Python file (bronze/ingest_events.py):

from pyspark import pipelines as dp
from pyspark.sql.functions import col, current_timestamp
schema_location_base = spark.conf.get("schema_location_base")
@dp.table(name="bronze_events", cluster_by=["event_date"])
def bronze_events():
return (
spark.readStream.format("cloudFiles")
.option("cloudFiles.format", "json")
.option("cloudFiles.schemaLocation", f"{schema_location_base}/bronze_events")
.load("/Volumes/catalog/schema/raw/events/")
.withColumn("_ingested_at", current_timestamp())
.withColumn("_source_file", col("_metadata.file_path"))
)

Write and test your SQL and Python files locally, then upload the entire folder in one call. The folder structure does not matter to the pipeline — it processes all files listed in workspace_file_paths.

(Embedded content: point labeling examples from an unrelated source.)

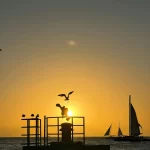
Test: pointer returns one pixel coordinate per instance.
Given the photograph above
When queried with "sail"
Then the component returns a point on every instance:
(134, 125)
(108, 131)
(119, 132)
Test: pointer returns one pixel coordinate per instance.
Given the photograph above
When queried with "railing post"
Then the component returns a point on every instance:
(28, 132)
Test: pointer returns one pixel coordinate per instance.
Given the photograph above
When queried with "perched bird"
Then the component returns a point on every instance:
(66, 97)
(32, 115)
(64, 110)
(23, 115)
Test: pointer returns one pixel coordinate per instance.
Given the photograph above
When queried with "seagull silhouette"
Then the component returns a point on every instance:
(64, 95)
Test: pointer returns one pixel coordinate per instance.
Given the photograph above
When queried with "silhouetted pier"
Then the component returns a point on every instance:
(65, 135)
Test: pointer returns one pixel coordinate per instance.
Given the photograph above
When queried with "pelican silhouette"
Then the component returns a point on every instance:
(32, 115)
(23, 115)
(66, 97)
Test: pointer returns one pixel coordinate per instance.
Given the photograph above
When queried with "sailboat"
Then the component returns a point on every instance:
(134, 127)
(108, 133)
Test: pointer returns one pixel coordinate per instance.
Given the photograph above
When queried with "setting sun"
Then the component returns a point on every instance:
(69, 113)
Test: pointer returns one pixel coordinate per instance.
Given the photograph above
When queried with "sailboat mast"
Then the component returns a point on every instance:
(129, 115)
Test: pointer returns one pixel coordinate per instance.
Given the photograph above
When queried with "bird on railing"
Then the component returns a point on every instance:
(23, 115)
(32, 115)
(66, 97)
(64, 110)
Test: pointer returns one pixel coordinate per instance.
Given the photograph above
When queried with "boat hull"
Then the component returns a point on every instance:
(131, 138)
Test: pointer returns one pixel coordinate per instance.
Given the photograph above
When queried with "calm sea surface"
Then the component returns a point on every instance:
(15, 144)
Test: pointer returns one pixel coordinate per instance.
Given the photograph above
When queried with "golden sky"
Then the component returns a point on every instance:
(95, 49)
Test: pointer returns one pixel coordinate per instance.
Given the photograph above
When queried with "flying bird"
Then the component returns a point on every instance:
(23, 115)
(32, 115)
(64, 95)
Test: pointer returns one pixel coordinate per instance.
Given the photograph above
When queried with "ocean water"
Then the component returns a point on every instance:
(15, 143)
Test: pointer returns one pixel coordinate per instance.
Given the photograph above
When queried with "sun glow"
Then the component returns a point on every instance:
(69, 113)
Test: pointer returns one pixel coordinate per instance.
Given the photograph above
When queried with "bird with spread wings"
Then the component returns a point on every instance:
(66, 97)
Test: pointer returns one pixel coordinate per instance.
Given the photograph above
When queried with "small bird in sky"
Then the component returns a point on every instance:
(66, 97)
(23, 115)
(32, 115)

“Check if the pipeline run succeeded and get detailed error information if it failed”

# Check the result
if result["success"]:
# Verify output tables exist and have data
stats = get_table_details(
catalog="my_catalog",
schema="my_schema",
table_names=["bronze_orders", "silver_orders", "gold_daily_summary"]
)
else:
# result["message"] includes suggested next steps
print(result["message"])
# Get detailed pipeline state and recent events
details = get_pipeline(pipeline_id=result["pipeline_id"])
print(details.get("recent_events"))

The create_or_update_pipeline response includes success, state, errors, and a human-readable message with suggested fixes. The get_pipeline tool provides deeper diagnostics including recent events and error stack traces. Always verify output tables after a successful run — a pipeline can complete with zero rows if the source path is wrong.

“Create a pipeline with development mode, continuous execution, and custom Spark configuration using extra_settings”

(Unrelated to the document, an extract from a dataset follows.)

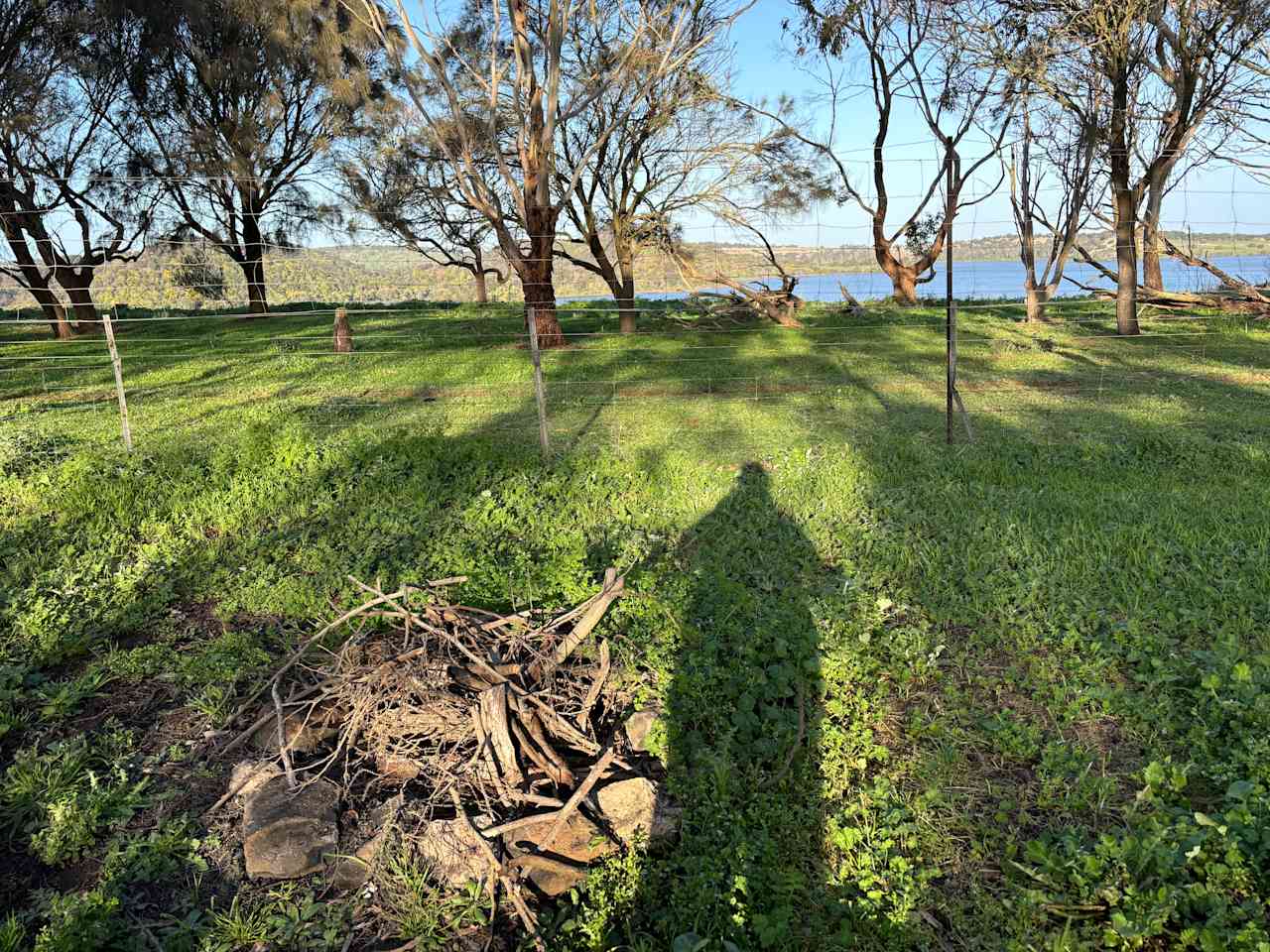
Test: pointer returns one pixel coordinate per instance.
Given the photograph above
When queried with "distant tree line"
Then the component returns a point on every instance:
(509, 135)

result = create_or_update_pipeline(
name="my_streaming_pipeline",
root_path="/Workspace/Users/user@example.com/my_pipeline",
catalog="my_catalog",
schema="my_schema",
workspace_file_paths=[...],
extra_settings={
"development": True,
"continuous": True,
"configuration": {
"spark.sql.shuffle.partitions": "auto",
"schema_location_base": "/Volumes/my_catalog/metadata/schemas"
},
"tags": {"environment": "development", "owner": "data-team"}
}
)

The extra_settings dict accepts any pipeline configuration parameter. Use it for development mode, continuous execution, pipeline-level Spark configs, custom tags, notifications, and cluster overrides. See the Advanced Configuration page for the full parameter reference.

“Show the other MCP tools available for managing pipelines after creation”

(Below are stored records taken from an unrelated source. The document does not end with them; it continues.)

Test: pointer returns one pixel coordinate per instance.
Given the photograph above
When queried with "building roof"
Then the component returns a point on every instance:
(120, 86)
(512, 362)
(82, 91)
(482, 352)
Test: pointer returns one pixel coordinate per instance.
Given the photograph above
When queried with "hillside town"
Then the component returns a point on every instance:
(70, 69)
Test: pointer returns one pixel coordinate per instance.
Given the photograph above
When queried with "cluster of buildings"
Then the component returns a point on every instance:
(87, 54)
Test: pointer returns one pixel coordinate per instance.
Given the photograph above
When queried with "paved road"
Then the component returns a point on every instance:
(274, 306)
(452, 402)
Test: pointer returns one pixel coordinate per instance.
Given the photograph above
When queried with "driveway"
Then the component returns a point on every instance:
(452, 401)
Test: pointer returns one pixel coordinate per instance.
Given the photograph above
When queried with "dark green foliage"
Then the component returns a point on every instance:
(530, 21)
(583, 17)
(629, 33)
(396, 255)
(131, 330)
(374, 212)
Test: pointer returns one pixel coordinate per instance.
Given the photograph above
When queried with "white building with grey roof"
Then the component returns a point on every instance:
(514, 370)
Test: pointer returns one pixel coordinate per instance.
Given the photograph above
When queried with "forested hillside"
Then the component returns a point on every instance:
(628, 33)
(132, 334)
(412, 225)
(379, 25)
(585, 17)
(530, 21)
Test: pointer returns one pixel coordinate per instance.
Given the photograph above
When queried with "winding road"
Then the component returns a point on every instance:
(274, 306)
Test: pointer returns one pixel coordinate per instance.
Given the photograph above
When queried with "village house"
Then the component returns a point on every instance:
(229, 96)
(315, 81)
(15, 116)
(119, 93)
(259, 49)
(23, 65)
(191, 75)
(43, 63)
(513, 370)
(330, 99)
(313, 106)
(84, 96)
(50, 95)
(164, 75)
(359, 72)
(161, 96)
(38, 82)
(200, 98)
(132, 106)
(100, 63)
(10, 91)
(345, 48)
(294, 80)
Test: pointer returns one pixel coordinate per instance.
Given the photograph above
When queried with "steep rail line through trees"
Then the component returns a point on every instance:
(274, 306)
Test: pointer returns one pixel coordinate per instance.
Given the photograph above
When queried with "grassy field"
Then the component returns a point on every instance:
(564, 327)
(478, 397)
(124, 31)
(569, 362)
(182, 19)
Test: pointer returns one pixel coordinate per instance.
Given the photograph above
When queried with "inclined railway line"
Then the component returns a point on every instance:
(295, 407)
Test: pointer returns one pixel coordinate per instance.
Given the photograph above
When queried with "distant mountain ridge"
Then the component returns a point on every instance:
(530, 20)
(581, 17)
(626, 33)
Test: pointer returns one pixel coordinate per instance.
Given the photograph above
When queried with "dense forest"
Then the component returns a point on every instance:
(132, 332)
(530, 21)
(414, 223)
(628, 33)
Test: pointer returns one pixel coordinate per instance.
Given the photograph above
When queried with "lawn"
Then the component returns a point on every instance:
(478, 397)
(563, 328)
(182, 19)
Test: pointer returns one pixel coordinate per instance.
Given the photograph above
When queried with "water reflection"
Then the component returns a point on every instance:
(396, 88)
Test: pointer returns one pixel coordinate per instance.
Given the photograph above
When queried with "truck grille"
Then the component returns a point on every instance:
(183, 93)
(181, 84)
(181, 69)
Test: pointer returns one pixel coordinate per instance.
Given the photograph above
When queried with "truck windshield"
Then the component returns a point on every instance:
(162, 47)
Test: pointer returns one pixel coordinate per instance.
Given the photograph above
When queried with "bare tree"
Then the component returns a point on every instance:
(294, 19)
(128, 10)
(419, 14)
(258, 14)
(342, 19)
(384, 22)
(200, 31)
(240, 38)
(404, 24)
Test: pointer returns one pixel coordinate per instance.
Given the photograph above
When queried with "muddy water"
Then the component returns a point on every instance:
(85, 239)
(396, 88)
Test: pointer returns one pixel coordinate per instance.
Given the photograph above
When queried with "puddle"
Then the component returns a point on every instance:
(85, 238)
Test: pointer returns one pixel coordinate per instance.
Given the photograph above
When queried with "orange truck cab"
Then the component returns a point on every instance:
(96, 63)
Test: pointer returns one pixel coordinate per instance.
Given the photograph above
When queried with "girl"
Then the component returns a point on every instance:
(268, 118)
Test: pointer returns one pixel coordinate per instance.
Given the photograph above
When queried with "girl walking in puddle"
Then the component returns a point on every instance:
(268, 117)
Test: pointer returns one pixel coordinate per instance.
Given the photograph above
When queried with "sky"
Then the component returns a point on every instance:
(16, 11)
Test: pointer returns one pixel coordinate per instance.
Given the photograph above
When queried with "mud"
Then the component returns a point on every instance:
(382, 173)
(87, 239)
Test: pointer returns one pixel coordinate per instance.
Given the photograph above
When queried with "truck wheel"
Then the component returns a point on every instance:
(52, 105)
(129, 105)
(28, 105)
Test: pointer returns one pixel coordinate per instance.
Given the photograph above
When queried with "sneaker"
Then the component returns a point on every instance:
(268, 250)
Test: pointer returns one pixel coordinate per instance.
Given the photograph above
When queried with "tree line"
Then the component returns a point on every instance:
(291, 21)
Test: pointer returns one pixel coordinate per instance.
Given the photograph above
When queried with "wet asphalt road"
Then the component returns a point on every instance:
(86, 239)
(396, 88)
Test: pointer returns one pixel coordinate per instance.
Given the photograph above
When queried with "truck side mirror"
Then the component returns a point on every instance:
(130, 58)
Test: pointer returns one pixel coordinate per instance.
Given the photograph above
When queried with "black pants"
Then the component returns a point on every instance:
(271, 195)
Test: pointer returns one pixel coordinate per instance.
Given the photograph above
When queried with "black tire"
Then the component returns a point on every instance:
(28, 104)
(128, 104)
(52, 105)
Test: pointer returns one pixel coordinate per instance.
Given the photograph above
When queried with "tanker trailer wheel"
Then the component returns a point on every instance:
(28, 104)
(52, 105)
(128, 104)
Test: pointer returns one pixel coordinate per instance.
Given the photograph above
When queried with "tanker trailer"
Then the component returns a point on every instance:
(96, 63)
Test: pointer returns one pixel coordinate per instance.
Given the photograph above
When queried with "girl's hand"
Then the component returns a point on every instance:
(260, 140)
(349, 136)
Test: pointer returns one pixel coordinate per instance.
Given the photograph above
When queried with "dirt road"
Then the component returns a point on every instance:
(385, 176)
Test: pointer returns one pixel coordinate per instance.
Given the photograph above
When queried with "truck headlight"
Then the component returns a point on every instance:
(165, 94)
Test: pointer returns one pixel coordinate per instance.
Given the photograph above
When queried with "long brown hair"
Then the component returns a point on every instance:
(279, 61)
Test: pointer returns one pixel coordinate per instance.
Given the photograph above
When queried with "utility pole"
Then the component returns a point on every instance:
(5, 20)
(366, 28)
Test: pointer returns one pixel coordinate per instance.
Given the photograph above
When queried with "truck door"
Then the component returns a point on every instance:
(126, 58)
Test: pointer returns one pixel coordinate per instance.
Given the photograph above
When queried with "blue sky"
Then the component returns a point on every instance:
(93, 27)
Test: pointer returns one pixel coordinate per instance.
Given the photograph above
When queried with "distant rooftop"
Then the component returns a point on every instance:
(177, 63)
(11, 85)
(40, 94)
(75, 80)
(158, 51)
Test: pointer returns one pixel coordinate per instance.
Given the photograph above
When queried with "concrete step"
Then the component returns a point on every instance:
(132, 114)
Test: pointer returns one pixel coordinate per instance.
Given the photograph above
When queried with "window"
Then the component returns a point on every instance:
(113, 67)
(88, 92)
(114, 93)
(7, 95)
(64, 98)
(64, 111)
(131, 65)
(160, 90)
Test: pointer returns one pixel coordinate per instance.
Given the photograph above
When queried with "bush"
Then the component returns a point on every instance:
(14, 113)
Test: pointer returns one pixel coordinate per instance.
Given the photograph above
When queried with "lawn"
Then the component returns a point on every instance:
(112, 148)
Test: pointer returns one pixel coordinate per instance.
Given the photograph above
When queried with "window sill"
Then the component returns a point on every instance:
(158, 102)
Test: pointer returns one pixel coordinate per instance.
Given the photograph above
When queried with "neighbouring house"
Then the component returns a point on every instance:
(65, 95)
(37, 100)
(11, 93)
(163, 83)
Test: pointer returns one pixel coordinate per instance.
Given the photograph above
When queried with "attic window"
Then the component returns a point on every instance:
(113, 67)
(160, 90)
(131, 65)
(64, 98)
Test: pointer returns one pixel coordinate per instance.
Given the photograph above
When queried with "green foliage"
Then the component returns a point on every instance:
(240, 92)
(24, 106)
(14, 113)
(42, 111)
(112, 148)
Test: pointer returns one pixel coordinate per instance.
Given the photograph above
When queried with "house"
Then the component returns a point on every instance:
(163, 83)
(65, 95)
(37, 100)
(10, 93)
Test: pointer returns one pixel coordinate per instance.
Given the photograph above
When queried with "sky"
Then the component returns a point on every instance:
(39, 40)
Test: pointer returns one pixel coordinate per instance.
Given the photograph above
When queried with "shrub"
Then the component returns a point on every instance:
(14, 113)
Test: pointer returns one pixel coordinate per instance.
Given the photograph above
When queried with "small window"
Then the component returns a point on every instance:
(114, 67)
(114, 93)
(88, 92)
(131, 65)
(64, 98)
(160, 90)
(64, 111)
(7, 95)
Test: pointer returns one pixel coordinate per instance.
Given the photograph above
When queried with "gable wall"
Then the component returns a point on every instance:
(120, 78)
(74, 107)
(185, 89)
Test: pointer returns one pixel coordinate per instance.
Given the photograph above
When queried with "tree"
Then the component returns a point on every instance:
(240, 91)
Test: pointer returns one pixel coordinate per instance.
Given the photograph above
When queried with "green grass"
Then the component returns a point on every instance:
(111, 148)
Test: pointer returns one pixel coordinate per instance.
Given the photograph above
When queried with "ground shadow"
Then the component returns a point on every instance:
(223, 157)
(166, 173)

# Get pipeline status and recent events
details = get_pipeline(pipeline_id="abc-123")
# Run with options
run_pipeline(
pipeline_id="abc-123",
full_refresh=True,
wait_for_completion=True,
timeout=1800
)
# Stop a running pipeline
run_pipeline(pipeline_id="abc-123", stop=True)
# Validate without running
run_pipeline(pipeline_id="abc-123", validate_only=True)
# Delete when done prototyping
delete_pipeline(pipeline_id="abc-123")

The run_pipeline tool handles start, stop, validate, and full refresh. Use full_refresh=True when you change schema or need to reprocess all data. Use validate_only=True to check for configuration errors without consuming compute.

  • No version control for pipeline settings — MCP creates pipelines imperatively. If you lose the conversation, you lose the configuration. Export to Asset Bundles before going to production.
  • workspace_file_paths must be absolute — relative paths or local paths do not work. Always use the full /Workspace/Users/... path that matches where upload_folder placed the files.
  • Pipeline ID changes on recreate — if you delete and recreate a pipeline, the ID changes. Any external references (job triggers, monitoring dashboards) break. Update the pipeline in place with create_or_update_pipeline using the same name instead.
  • Timeout on large initial loads — the default timeout may not be enough for first-run full refreshes on large datasets. Set timeout=3600 (1 hour) or use wait_for_completion=False and poll with get_pipeline.